The Correct Option is B

Step 1: Understanding the Concept:
We need to find the point of intersection between a line given in Cartesian form and a coordinate plane (the zx-plane). The defining characteristic of the zx-plane is that for every point on it, the y-coordinate is zero.
Step 2: Key Formula or Approach:
1. The equation of the zx-plane is \( y = 0 \).
2. To find the point of intersection, we will set the y-coordinate in the line's equation to 0 and solve for the other variables.
The line's equation can be represented parametrically by setting each part equal to a parameter, say \( \lambda \).
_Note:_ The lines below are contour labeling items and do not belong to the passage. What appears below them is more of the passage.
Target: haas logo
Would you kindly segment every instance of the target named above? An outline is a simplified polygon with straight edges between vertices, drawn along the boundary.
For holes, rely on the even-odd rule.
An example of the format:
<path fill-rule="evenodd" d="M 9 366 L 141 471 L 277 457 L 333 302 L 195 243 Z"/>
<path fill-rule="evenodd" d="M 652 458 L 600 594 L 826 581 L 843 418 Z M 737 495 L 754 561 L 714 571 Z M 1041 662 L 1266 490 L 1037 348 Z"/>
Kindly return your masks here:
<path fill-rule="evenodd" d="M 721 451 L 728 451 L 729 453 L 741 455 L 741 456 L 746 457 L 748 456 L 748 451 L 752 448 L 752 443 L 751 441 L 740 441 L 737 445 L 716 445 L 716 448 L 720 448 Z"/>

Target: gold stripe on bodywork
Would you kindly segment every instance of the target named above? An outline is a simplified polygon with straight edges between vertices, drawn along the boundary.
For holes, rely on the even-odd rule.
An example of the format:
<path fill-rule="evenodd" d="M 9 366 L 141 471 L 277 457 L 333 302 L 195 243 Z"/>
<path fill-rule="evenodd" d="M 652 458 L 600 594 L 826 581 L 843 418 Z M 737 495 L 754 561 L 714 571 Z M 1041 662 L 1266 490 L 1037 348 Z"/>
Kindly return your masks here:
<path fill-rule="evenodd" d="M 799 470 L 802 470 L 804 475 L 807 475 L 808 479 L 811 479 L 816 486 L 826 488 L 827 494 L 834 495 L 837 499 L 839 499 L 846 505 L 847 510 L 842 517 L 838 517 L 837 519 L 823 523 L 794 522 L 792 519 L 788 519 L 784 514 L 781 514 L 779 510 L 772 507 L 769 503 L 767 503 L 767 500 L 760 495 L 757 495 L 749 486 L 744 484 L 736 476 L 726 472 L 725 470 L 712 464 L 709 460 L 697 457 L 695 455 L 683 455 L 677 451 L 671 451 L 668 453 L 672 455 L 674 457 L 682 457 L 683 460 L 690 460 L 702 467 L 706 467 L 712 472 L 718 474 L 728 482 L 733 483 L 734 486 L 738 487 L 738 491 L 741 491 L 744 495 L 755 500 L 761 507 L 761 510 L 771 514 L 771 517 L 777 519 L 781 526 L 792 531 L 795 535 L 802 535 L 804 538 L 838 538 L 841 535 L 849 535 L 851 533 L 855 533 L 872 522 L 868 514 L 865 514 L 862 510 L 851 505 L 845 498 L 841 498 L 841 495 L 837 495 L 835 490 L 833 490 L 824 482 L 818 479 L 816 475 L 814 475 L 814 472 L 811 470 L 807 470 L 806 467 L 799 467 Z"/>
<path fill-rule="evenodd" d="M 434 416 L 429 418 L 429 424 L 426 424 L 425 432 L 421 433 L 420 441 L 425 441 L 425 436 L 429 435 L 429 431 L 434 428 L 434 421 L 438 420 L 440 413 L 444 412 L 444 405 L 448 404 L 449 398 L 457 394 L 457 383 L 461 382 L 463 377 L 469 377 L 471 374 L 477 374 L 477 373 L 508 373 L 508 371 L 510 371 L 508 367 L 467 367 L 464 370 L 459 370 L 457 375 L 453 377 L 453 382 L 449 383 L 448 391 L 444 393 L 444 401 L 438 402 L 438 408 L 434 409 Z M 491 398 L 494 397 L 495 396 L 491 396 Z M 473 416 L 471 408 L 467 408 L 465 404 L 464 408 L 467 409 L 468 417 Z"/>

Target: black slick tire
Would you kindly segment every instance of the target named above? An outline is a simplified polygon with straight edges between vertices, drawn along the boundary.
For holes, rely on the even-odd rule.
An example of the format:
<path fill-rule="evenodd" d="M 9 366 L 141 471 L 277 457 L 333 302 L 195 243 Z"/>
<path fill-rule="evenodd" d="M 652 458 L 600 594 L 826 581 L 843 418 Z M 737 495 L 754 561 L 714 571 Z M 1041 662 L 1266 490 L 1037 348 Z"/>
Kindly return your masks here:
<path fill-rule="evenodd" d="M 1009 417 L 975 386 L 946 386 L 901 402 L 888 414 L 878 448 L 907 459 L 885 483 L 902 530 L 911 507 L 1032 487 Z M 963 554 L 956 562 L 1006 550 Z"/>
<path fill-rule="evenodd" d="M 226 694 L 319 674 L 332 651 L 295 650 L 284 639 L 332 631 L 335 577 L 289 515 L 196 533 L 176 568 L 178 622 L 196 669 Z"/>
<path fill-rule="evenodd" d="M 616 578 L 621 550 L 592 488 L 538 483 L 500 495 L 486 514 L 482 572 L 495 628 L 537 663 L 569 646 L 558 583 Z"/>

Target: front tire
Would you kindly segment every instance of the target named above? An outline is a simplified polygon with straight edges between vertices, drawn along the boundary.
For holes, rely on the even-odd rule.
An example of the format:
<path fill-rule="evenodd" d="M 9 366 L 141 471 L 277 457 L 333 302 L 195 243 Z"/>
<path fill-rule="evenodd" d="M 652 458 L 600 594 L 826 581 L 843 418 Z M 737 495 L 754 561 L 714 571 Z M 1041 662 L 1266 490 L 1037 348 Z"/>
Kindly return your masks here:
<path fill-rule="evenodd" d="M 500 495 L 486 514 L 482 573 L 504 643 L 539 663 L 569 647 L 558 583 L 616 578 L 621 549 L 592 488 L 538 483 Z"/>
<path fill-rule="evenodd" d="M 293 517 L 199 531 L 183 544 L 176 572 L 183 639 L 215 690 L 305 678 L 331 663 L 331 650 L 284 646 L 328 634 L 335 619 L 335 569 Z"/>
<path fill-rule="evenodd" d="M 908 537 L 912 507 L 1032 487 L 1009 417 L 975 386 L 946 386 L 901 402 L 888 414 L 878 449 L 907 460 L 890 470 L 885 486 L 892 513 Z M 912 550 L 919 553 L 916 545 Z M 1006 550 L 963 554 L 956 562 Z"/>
\[ \frac{x+3}{11} = \lambda \implies x = 11\lambda - 3 \] \[ \frac{y-2}{-1} = \lambda \implies y = -\lambda + 2 \] \[ \frac{z+1}{3} = \lambda \implies z = 3\lambda - 1 \] Step 3: Detailed Explanation:
The line intersects the zx-plane where \( y = 0 \).
Using the parametric equation for y, we can find the value of \( \lambda \) at the intersection point.
\[ y = -\lambda + 2 = 0 \] \[ 2 = \lambda \] Now that we have the value of \( \lambda \) at the intersection, we can find the x and z coordinates of the point by substituting \( \lambda = 2 \) back into their respective parametric equations.
x-coordinate:
\[ x = 11\lambda - 3 = 11(2) - 3 = 22 - 3 = 19 \] z-coordinate:
\[ z = 3\lambda - 1 = 3(2) - 1 = 6 - 1 = 5 \] The coordinates of the intersection point are (19, 0, 5).
Step 4: Final Answer:
The point at which the line meets the zx-plane is (19, 0, 5).